India’s vast train networks stretch far and wide, linking people and places across the huge country.
In June, the country’s newest train line opened in the Southwestern port city of Kochi, Kerala.
Kochi Metro Rail aims to modernise transport in the congested city. But that’s not all it hopes to do.
Trains are a melting pot, where people from all walks of life comes together, and so they’re a place with the potential to break down social barriers and stigma.
As Kalpana Pradhan reports, Kochi Metro is aiming to become more than just an infrastructure project, providing the local transgender community with new opportunities.
Passengers are excited, and staff are attentive here at Edapally train station in Kochi, Kerala.
Metro rail services have just opened in the bustling port city on India’s Southwest coast.
And there’s a special buzz around the ticket counter.
Two of the four ticketing staff here are transgender.
In a proud new initiative, Kerala Metro Railway Authority is India’s first government agency to pro-actively employ transgender people.
Raga Ranjini says her job at the ticket counter has brought her a new level of respect from the public.
“It is a completely new life for me. Not only for me but for our entire community,” she said. “Thanks to Kochi Metro, they gave us an opportunity to prove ourselves as hard workers.”
Kochi Metro Railway has reserved a total of 60 jobs -from ticketing to maintenance- for transgender people.
Twenty three transgender staff started work in June.
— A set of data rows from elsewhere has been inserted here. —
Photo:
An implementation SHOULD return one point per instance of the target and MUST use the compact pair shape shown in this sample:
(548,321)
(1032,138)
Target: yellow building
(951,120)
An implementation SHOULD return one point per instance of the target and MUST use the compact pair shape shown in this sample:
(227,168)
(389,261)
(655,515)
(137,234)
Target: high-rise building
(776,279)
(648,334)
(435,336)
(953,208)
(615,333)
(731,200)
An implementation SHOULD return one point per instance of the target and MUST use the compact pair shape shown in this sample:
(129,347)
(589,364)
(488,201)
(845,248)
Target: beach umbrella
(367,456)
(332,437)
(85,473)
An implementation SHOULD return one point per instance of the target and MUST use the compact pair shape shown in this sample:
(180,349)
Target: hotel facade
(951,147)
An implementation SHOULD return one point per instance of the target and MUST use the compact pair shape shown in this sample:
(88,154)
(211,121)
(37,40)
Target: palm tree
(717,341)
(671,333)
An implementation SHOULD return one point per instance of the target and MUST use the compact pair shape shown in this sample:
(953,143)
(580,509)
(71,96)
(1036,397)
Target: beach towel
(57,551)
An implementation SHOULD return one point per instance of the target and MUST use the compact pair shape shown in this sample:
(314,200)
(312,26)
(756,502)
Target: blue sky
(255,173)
Reshmi C.R., communications manager at Kochi Metro Railway Authority, explains the initiative.
“Kochi Metro doesn’t want to keep itself like a infrastructure project, we wanted to keep it as a livelihood project and there are lot of social inclusion happening,” Reshmi stated.
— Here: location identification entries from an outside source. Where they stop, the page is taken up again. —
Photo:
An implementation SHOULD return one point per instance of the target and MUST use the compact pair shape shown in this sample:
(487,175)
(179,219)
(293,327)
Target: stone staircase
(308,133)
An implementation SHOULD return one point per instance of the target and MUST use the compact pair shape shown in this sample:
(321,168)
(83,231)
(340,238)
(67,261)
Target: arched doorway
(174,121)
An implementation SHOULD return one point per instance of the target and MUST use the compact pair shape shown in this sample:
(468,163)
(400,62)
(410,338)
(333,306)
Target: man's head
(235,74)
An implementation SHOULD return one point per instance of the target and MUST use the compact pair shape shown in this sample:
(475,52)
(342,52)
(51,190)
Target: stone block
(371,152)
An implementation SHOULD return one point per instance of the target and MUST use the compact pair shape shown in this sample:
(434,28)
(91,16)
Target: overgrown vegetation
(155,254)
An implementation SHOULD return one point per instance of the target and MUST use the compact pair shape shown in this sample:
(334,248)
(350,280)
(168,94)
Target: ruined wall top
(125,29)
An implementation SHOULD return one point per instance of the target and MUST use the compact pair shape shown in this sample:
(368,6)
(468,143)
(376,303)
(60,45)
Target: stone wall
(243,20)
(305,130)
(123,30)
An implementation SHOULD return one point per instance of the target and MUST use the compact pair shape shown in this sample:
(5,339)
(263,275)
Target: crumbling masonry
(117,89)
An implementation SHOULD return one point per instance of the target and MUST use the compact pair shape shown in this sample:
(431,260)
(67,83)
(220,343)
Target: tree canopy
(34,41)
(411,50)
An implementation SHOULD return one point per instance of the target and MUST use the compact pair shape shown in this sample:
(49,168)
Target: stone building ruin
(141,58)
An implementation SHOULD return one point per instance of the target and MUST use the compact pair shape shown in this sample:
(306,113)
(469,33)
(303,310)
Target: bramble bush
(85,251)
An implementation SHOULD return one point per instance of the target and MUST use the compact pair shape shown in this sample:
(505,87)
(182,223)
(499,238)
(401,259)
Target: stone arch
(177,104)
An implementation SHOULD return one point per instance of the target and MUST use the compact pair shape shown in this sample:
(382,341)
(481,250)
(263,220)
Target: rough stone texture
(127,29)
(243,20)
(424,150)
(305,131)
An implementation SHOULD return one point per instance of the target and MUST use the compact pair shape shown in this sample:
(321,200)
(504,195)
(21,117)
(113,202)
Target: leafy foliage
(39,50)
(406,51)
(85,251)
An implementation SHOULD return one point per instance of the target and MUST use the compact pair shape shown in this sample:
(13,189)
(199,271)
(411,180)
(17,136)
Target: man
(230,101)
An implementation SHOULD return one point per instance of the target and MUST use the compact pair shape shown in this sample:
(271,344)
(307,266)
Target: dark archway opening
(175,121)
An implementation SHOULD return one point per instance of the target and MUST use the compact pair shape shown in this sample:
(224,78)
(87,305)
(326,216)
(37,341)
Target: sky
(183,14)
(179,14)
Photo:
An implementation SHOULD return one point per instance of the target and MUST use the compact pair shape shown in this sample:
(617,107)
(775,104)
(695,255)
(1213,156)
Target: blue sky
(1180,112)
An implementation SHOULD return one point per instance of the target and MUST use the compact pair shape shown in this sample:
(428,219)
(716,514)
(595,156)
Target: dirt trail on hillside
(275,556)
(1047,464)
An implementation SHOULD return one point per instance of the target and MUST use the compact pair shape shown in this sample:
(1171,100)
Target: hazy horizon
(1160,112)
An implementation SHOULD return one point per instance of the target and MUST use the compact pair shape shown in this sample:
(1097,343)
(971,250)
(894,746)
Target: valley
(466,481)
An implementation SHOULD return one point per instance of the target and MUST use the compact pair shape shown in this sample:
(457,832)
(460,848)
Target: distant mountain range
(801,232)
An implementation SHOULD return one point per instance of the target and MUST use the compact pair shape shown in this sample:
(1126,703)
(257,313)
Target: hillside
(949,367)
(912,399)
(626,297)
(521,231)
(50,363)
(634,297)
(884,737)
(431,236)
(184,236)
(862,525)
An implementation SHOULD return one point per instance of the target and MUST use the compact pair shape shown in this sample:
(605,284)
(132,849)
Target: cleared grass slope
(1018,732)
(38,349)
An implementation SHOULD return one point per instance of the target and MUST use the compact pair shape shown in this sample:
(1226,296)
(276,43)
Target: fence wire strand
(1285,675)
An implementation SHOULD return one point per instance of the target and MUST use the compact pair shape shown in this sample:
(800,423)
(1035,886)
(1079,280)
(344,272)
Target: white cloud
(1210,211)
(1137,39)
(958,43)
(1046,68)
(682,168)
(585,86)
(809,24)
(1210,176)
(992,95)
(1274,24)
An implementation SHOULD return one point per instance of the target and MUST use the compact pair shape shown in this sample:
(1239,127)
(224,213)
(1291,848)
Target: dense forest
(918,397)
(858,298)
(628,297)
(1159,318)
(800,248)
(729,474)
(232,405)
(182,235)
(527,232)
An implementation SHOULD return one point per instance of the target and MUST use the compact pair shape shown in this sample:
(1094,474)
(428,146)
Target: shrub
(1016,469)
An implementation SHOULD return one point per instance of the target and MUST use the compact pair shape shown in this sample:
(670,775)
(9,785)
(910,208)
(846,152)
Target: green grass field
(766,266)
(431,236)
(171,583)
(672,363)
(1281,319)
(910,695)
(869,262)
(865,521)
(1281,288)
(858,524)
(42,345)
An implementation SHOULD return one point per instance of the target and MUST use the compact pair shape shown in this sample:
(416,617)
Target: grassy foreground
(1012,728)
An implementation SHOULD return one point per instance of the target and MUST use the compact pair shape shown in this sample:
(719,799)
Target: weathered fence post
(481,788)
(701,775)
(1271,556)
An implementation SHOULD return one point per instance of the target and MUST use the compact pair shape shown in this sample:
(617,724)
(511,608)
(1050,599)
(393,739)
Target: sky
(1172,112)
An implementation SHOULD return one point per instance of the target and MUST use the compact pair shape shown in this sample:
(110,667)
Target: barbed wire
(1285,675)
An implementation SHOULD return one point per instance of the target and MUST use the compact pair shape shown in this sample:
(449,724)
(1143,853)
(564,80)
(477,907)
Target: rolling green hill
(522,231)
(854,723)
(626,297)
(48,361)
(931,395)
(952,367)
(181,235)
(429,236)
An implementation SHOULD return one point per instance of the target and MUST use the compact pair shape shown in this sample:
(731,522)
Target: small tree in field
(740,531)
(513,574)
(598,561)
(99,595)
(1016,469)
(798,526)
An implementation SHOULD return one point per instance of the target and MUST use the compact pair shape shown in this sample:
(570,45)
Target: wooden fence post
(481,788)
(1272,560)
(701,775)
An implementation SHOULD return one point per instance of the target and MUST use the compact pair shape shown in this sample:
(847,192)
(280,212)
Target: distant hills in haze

“These are the things that will change the attitude of the country because we are not looking at the project as transit project.”
Most transgender Indians face discrimination. With few opportunities for employment or formal education, many are forced into begging on the street, dancing at weddings, and sex work in order to make a meager living.
Sherin Antony has just started a new job housekeeping at Kochi Metro station, and she says it’s a very welcome change.
“Before getting into this job, my life used to be very hard and difficult. I used to beg at local trains and buses,” she tells me.
“People were afraid of us and avoided any kind of interaction with us.”
Reshmi says these jobs give transgender people the respect that they deserve.
“Transgenders are never considered as bad women or something. They were denied opportunities but they were never considered as a bad luck.”
A new video, now playing at Kerala Metro stations, also aims to raise awareness about discrimination and the rights of India’s transgender community.
In a landmark judgment in 2014, India’s highest court ruled transgender people have equal rights under law and granted legal status to the third gender.
Transgender Indians were granted the right to marry and inherit property, and they became eligible for quotas in jobs.
In 2015, Kerala became the first state in India to create a policy specifically aimed at ending the discrimination and marginalisation of transgender people.
That goal is still a long way off, but Sherin says initiatives like this make a big difference.
“I am so happy today. Other employees in metro rail are giving respect and love, they are not separately identifying me as transgender. They are taking photos with me. We are getting huge support from common people.”
There are hopes that this initiative will be expanded into other sectors, providing more training, jobs and opportunities for transgender people in Kerala.
And back at the ticket office, Raga Ranjini also hopes her new job is just the beginning.
“Now I want to marry, I want to adopt a baby,” she said. “The journey has been long and there are still miles to go.”